The bottom line, Riddle cautions, is that digitally-savvy providers will continue to gain an advantage if more traditional institutions don’t improve their online capabilities.
That helps explain why a growing number of mainstream retail banks have started online-only subsidiaries. These include the Millennial-oriented Finn from JPMorgan Chase, and Capital One 360.
“This strikes me as a Netflix-Blockbuster choice,” says Dahlgren. “Do you want someone else to eat your lunch? Or would you rather be the one to eat your lunch?”
Hitting The Millennial Moving Target
“Millennials never met a channel they didn’t like.”
Millennials have a lower preference for banking providers with branches than other generations in BAI’s research. Roughly half (49%) of Millennials say they want branches, compared with 58% of Gen Xers and 69% of Boomers.
Reality Check: Millennials may say they need branches less than other generations, but they actually use branches more. In any month, Millennials use branches an average of 5.1 times versus 3.3 for Gen Xers and 2.5 for Boomers.
“Millennials never met a channel they didn’t like,” said Riddle.
More than one quarter (28%) of Millennials would prefer to do business with an online-only bank, citing two reasons: because (1) they feel they don’t need branches, and (2) for better rates. However, BAI’s research also found that of all the generations analyzed, Millennials have the most interactions with their primary banks. They interact with their banks 107 times a month on average, versus 68 times for Gen Xers, and 55 times for Boomers.

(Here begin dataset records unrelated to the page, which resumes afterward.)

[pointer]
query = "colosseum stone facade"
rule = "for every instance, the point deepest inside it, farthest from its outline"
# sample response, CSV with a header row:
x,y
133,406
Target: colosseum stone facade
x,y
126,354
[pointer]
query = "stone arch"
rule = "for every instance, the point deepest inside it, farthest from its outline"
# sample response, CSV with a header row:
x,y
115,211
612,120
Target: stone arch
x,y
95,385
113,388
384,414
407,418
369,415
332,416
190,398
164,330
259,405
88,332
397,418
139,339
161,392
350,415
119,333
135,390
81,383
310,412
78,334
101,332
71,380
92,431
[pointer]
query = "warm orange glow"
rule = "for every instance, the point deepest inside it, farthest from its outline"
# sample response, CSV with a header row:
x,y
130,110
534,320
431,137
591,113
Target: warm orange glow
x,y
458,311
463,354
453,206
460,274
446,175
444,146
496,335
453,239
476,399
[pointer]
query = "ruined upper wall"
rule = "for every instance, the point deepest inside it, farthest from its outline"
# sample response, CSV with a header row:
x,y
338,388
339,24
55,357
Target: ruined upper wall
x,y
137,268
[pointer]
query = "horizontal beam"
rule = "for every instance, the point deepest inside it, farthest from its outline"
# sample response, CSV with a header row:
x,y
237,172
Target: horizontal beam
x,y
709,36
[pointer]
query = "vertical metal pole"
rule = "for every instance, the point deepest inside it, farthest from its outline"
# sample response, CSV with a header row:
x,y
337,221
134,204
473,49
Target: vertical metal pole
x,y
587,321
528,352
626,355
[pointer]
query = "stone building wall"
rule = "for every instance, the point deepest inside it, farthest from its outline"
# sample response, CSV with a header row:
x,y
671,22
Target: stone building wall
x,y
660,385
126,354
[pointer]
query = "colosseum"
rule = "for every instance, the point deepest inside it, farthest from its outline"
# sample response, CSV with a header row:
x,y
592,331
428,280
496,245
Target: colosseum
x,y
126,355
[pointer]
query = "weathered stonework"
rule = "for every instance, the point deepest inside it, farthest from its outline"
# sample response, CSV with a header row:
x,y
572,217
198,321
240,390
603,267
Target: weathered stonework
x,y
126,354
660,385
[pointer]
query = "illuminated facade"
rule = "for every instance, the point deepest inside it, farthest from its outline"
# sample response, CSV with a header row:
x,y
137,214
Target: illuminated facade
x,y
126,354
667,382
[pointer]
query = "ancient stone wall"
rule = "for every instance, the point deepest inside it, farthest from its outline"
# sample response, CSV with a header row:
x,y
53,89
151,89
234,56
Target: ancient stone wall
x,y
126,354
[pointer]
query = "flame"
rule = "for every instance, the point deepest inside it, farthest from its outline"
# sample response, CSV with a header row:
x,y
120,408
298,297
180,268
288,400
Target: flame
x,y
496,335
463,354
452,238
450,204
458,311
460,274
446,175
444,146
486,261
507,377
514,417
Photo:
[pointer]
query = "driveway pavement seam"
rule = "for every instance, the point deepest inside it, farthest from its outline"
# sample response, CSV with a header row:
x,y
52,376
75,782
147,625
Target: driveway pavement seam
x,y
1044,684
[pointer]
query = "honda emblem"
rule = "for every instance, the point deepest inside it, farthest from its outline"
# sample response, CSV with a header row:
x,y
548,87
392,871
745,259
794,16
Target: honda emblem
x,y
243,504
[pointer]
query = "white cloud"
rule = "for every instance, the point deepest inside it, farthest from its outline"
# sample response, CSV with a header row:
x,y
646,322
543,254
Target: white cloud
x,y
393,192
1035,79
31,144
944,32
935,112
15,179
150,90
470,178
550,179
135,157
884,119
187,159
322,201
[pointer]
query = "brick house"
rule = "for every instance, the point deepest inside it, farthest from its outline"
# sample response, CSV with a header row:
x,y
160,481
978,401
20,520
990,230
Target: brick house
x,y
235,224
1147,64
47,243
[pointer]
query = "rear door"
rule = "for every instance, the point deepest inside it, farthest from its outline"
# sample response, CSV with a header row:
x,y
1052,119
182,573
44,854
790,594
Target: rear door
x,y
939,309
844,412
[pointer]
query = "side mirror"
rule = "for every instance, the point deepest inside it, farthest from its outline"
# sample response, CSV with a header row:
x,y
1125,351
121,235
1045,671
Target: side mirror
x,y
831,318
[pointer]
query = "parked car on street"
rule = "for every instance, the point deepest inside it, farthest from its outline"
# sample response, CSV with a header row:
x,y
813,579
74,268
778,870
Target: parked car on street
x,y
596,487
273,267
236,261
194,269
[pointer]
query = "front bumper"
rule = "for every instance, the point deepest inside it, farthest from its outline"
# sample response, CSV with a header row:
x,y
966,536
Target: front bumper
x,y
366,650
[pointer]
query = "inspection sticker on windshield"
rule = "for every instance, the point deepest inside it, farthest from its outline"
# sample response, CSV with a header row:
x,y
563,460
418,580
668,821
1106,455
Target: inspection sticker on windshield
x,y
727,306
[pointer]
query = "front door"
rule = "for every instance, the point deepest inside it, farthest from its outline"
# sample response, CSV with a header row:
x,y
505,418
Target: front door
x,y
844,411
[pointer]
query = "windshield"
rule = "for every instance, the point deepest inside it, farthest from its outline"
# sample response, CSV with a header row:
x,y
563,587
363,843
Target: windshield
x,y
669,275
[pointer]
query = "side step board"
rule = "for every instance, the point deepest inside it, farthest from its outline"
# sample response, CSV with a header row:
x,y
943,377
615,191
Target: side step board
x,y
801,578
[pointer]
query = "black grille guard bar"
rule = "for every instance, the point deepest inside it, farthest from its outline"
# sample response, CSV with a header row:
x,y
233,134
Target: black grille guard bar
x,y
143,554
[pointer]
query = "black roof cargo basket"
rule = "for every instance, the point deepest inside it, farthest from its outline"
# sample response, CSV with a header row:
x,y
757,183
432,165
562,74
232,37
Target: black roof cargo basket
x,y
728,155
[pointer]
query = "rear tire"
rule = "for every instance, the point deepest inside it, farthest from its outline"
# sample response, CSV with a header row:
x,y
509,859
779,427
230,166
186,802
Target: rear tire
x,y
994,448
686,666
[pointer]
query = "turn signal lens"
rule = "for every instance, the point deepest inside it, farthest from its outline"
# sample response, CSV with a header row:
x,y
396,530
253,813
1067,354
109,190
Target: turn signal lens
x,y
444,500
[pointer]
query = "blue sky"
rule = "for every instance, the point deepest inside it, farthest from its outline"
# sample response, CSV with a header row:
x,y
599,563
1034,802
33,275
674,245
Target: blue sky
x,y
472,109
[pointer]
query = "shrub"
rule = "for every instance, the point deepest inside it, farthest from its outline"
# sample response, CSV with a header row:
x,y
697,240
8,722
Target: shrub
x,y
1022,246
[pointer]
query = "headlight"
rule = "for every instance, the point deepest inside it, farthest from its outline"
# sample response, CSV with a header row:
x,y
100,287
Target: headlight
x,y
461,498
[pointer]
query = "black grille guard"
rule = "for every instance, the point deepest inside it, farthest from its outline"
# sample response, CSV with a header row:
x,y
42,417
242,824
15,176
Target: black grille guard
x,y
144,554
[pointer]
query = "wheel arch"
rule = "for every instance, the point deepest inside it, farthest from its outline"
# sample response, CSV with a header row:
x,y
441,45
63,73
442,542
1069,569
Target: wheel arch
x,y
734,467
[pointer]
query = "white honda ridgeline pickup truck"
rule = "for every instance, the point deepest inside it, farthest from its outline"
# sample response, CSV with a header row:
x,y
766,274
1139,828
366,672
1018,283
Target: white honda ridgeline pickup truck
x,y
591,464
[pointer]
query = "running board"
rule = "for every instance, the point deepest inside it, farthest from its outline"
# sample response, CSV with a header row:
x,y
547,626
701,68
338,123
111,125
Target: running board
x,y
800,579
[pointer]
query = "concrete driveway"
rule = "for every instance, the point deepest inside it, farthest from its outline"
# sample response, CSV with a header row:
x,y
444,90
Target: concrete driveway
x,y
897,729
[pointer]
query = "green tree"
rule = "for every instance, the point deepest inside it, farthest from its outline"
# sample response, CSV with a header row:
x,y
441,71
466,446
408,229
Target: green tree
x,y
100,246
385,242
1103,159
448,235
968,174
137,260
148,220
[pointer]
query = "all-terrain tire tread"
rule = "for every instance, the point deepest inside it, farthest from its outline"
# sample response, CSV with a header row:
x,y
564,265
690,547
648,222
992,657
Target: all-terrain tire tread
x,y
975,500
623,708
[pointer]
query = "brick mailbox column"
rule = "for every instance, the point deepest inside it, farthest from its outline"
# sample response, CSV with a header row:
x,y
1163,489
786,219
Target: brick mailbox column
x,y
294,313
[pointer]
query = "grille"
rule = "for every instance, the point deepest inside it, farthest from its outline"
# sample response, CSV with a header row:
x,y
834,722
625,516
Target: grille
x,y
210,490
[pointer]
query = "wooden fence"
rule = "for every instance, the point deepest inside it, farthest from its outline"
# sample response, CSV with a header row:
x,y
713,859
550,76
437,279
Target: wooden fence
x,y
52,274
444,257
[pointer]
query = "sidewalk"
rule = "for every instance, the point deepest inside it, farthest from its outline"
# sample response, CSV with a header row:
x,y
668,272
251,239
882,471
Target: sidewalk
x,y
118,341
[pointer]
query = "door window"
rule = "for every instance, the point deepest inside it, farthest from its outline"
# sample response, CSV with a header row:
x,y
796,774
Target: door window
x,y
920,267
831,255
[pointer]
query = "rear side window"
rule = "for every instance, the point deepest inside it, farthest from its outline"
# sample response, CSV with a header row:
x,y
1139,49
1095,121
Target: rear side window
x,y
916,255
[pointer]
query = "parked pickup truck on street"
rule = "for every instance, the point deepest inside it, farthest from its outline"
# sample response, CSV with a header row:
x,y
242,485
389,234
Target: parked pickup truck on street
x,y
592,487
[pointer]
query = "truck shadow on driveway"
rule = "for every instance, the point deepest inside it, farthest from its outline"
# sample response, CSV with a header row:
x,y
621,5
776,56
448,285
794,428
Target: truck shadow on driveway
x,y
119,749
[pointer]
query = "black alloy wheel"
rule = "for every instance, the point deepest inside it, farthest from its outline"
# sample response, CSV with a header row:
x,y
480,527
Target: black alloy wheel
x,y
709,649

Pessimism about bank and credit union offerings getting better appears to be growing among Millennials. That could spell trouble, because just over half of Millennials — much more than other generations — would switch to another provider for a better mobile app and other superior digital capabilities, Dahlgren noted.
At the same time, nine out of ten Millennials say they are happy with their current banking app.
“They’re happy,” cautions Riddle, “until they’re not happy.”